Several scapular bursae have been implicated in the development of scapular bursitis, which can lead to pain and snapping. Bursae are located in areas of friction and are potential spaces lined by a synovial membrane. Two major bursae are found consistently in patients: the infraserratus bursa located between the serratus anterior and the chest wall and the supraserratus bursa located between the subscapularis and serratus anterior. (3, 4, 9) Scapulothoracic movements are of a gliding nature and occur at an interface between the ventral surface of the scapula and the rib cage. The contacting surfaces involve the subscapularis and bare areas of the scapula with the serratus anterior overlying the second through seventh ribs. Normally the scapula is set obliquely on the thorax at an angle of 30°. (6)

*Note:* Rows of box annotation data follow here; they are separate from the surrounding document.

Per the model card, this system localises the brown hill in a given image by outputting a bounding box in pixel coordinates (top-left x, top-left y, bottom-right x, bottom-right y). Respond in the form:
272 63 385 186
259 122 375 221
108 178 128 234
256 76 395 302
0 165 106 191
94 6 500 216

Methods: A 36-year-old Caucasian female presented for care and treatment of chronic upper back pain and a burning sensation in the area. It had been getting more intense and frequent over the past two years. She had increasing upper posterior arm pain that did not radiate below the elbow and an ache just below the clavicle and adjacent to the humeral head. Imaging studies read by a chiropractic radiologist of the neck and thoracic spine revealed spondylosis at C5-C6 and C6-C7 with moderate disc space narrowing at C5-C6. She had a slight right dorsal scoliosis. The upper lung field on the left was negative.

The patient was treated with active chiropractic manipulative therapy (CMT) at C6 and T5. Ultrasound and EMS was applied to the upper back and scapulocostal bursa. Elastikon tape was placed over the left scapula. Cryotherapy was outlined for self-care. Exercises were given to the patient when the acute phase subsided. Visual analog scale (VAS) was used to measure her response.

Results: The patient presented with classic scapulocostal bursitis. She responded to the treatment and was pain-free for the first time in two years. She received active CMT to the lower neck and upper back. In addition, ultrasound was applied to the bursa area and EMS to the lower cervical and mid-thoracic paraspinals. Elastikon tape was applied twice during the treatment. Cryotherapy was used for the first 48 hours and then discontinued. Upper thoracic stretches and lower cervical exercises were given after the second visit. She was treated a total of four sessions.

The presenting complaints were treated for numerous diagnostic presentations prior to admittance to this treatment facility. This included the following: "pinched nerve", muscle spasms, subluxations and muscle strain. Obtaining a thorough history and understanding her job requirements were instrumental in arriving at the causation of her complaints.

Background: This condition is not well understood and should be considered in any presentation of lower neck, upper back pain, paresthesias medial to the scapula, anterior and posterior shoulder discomfort without range of motion restriction and upper extremity pain that does not radiate below the elbow (2).